Splunk Newbie here. I understand Splunk can purge records from the it's own repository using buckets and parameter settings in seconds, but can Splunk remove files from the source after they have been "read"/"copied"? If not, I'll need to create a job to remove source files manually, but how would I know which files have been safely copied over to the Splunk repository in order to remove them?
Ok, I'll forward the answers to the sys admin so he can test. This seems a bit cryptic to me, so we'll have to test to see if it continuously removes files from the source after it made it to the Splunk repository.
When using batch mode you may also want to enable TCP acknowledgements so that the data isn't purged from source until the receiver (either intermediate forwarder or indexer) acknowledges receipt of the data..
yes you can by modifying the stanza in your inputs.conf monitor://
by batch://
.
[batch://<path>]
* One time, destructive input of files in <path>.
* For continuous, non-destructive inputs of files, use monitor instead.
# Additional attributes:
move_policy = sinkhole
* IMPORTANT: This attribute/value pair is required.
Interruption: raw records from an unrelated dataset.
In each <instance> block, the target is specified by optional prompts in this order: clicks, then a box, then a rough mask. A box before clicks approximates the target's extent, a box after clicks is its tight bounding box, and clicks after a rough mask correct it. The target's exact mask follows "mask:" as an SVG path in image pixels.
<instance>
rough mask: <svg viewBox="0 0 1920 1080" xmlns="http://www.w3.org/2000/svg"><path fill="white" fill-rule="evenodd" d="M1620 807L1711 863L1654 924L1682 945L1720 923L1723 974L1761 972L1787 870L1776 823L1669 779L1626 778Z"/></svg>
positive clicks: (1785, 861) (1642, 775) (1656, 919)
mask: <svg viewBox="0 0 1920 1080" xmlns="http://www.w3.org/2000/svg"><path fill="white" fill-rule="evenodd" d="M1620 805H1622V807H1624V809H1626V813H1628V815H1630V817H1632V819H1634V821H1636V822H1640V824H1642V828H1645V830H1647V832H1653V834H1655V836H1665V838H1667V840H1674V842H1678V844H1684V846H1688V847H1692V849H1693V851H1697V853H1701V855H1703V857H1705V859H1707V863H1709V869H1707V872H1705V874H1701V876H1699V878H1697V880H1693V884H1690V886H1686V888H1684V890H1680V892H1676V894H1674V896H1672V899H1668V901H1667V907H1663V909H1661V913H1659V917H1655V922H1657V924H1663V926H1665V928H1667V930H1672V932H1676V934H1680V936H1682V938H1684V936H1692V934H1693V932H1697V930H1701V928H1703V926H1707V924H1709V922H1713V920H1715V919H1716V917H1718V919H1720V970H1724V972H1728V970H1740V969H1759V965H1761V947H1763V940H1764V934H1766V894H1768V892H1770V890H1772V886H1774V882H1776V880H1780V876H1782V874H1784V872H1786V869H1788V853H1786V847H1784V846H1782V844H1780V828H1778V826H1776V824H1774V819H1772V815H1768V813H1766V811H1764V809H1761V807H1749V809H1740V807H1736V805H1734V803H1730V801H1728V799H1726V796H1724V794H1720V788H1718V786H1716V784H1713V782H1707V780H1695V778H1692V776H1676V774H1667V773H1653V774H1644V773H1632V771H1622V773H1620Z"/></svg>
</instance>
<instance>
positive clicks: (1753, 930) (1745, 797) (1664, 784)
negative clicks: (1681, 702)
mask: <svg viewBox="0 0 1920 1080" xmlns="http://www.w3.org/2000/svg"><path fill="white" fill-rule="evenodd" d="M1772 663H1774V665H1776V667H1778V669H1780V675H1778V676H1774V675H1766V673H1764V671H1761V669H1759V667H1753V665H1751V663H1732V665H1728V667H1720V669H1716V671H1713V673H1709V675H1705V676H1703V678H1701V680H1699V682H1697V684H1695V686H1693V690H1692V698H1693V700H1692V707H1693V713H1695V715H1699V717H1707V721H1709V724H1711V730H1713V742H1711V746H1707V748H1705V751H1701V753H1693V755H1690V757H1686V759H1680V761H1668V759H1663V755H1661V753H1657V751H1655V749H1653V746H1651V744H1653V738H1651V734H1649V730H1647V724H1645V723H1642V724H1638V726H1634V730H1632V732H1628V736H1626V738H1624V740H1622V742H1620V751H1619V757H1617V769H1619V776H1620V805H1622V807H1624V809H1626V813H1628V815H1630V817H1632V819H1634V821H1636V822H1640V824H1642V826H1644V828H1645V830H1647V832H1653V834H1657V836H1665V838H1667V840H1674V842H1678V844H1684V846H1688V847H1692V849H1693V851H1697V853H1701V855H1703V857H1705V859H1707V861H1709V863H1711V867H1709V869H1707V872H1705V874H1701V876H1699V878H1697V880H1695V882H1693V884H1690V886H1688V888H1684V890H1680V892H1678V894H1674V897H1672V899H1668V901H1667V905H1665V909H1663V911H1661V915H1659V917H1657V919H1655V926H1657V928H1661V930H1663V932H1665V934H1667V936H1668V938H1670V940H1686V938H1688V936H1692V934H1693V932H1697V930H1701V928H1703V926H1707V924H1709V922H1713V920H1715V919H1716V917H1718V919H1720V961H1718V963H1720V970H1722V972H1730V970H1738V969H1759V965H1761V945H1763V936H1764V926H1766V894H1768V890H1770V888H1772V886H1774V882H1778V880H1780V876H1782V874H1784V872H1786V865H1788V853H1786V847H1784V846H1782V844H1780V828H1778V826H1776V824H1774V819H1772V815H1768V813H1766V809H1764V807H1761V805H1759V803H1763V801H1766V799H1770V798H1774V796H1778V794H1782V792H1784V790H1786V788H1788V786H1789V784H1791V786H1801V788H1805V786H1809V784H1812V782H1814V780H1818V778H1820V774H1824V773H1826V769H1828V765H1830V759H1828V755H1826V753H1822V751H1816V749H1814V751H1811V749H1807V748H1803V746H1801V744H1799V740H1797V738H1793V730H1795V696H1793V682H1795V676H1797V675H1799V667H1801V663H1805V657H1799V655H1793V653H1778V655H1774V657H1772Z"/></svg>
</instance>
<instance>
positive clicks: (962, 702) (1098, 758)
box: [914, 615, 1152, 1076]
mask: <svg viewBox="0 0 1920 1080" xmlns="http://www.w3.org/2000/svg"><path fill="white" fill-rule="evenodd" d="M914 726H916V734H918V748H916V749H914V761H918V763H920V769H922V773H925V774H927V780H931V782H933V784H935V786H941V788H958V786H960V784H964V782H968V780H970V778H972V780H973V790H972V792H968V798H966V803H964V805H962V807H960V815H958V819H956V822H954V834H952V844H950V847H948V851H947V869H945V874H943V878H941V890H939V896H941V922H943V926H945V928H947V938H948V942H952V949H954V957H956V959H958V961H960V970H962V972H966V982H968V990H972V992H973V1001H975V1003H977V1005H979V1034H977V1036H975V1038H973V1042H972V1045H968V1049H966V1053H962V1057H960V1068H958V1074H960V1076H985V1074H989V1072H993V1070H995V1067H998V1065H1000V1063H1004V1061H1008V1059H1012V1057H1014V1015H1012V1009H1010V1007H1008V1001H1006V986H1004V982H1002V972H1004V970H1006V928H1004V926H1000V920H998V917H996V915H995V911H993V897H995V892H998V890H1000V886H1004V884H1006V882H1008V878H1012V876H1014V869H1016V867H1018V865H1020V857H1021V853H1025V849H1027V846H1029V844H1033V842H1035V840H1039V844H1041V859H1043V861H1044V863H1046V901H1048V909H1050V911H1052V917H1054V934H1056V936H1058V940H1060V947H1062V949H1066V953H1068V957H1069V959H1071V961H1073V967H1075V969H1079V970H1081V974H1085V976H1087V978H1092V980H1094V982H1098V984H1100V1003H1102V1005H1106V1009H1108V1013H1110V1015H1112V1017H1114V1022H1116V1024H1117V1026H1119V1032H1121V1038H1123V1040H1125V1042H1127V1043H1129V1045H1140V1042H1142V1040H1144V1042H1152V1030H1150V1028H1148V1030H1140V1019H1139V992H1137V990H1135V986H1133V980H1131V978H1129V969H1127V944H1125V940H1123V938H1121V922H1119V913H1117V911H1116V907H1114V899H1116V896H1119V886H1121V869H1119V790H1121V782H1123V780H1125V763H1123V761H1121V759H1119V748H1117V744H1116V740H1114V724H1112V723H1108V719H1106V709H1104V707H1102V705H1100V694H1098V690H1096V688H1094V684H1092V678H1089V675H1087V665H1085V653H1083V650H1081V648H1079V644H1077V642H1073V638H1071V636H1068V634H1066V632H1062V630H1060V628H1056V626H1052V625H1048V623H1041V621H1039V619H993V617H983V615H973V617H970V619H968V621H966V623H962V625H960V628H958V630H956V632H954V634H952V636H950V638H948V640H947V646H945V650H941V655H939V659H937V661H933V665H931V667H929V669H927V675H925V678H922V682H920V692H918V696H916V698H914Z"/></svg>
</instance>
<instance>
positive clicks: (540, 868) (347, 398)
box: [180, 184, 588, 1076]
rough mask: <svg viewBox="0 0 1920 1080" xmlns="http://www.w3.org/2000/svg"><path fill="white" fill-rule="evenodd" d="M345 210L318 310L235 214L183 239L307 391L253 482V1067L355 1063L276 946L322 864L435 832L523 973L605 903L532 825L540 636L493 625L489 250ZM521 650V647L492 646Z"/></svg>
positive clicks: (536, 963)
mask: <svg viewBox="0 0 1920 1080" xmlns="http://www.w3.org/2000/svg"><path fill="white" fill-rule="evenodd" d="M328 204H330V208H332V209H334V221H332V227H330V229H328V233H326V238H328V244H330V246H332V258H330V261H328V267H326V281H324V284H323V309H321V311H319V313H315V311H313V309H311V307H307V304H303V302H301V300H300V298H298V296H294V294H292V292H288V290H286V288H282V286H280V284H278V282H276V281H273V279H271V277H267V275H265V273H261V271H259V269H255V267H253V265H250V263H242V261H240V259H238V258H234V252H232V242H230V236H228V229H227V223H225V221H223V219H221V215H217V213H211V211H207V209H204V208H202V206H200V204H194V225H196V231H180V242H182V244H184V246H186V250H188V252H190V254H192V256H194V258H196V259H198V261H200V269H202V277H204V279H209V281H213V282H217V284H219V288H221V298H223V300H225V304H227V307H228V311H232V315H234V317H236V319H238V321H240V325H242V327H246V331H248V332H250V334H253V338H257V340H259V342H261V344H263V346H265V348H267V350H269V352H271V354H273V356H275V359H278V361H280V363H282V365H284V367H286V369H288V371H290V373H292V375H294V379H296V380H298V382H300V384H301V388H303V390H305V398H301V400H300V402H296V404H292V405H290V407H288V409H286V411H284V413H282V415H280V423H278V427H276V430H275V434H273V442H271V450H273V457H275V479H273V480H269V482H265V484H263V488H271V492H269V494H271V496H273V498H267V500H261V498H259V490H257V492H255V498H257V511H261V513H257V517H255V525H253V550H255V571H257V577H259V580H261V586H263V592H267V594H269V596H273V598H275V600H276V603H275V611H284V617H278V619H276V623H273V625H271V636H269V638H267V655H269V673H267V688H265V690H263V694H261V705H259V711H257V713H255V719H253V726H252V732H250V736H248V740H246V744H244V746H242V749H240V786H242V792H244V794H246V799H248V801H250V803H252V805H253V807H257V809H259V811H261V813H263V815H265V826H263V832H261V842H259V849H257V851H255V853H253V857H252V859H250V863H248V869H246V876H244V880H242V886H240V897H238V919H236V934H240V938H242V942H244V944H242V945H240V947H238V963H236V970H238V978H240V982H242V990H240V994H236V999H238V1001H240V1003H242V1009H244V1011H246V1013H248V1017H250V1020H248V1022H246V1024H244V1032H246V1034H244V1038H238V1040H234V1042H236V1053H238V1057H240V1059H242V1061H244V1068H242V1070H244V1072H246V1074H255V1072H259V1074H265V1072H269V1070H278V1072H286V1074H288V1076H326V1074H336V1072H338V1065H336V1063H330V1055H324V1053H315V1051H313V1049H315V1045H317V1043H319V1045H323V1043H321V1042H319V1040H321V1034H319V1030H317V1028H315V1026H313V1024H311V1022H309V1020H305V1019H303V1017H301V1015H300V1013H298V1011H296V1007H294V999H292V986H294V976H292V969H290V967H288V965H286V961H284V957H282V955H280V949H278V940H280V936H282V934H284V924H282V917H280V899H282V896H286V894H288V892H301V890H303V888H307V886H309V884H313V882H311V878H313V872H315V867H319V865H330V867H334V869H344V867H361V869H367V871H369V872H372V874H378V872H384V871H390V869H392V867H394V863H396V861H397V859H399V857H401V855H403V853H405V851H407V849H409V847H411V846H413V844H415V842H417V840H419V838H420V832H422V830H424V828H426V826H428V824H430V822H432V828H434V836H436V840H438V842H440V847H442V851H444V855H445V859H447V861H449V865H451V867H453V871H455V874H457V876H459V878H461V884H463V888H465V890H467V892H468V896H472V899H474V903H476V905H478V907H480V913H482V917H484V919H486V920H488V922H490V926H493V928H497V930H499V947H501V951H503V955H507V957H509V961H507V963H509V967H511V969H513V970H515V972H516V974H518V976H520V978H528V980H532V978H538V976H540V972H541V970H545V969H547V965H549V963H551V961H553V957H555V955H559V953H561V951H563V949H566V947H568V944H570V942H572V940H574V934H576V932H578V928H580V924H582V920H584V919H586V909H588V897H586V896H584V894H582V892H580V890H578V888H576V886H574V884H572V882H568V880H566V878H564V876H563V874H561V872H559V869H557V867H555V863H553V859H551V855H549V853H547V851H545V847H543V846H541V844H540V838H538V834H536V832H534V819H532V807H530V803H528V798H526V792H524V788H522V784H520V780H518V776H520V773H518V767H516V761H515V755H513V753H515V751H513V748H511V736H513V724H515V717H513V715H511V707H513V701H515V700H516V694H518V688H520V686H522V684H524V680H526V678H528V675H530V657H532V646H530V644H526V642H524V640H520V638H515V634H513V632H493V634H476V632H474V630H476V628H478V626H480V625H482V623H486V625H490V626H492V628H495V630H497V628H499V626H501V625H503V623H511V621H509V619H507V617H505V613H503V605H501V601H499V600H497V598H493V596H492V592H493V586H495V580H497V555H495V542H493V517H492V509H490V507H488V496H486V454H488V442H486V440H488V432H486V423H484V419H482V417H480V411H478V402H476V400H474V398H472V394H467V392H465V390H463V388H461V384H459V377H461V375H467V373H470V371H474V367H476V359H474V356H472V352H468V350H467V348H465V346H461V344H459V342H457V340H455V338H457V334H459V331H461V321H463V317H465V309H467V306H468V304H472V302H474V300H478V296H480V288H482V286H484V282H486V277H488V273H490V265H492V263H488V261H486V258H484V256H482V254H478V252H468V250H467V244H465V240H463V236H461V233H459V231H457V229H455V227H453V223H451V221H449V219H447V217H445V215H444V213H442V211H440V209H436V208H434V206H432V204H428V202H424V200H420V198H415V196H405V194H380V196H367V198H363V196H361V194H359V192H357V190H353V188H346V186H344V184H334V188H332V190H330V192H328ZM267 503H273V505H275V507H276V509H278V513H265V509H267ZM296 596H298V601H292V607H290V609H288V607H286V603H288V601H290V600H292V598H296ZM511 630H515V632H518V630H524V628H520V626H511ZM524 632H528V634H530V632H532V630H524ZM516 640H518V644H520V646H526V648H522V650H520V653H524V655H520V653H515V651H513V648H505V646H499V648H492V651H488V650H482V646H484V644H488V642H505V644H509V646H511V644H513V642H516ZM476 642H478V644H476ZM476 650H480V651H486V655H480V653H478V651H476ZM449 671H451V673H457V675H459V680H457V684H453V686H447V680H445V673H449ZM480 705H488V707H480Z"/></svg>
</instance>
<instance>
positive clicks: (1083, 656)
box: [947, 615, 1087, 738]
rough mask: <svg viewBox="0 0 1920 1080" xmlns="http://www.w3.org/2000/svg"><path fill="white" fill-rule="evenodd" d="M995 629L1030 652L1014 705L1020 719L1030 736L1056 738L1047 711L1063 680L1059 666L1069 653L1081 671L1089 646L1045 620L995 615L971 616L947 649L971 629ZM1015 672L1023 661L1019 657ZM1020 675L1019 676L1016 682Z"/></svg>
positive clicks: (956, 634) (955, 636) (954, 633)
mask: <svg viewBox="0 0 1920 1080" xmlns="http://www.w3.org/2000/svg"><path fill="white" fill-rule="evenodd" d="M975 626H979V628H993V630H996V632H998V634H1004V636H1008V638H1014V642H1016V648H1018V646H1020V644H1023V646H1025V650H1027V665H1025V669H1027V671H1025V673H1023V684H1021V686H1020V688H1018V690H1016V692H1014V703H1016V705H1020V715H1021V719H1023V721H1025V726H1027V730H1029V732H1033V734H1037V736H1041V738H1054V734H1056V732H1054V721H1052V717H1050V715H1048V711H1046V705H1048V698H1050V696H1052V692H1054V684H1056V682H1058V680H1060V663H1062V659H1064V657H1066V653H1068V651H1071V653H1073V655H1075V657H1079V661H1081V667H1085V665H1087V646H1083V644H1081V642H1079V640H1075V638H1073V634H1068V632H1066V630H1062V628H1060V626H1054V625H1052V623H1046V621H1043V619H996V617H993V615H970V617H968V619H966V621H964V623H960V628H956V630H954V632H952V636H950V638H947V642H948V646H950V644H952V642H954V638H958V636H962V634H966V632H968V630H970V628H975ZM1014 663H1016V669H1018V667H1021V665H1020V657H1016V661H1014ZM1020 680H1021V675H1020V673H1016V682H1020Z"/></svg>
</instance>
You *must* include "move_policy = sinkhole" when defining batch
inputs.
* This loads the file destructively.
* Do not use the batch input type for files you do not want to consume destructively.
host_regex = see MONITOR, above.
host_segment = see MONITOR, above.
crcSalt = see MONITOR, above.
# IMPORTANT: The following attribute is not used by batch:
# source = <string>
followSymlink = [true|false]
* Works similarly to monitor, but will not delete files after following a symlink out of the monitored directory.
# The following settings work identically as for [monitor::] stanzas, documented above
host_regex = <regular expression>
host_segment = <integer>
crcSalt = <string>
recursive = [true|false]
whitelist = <regular expression>
blacklist = <regular expression>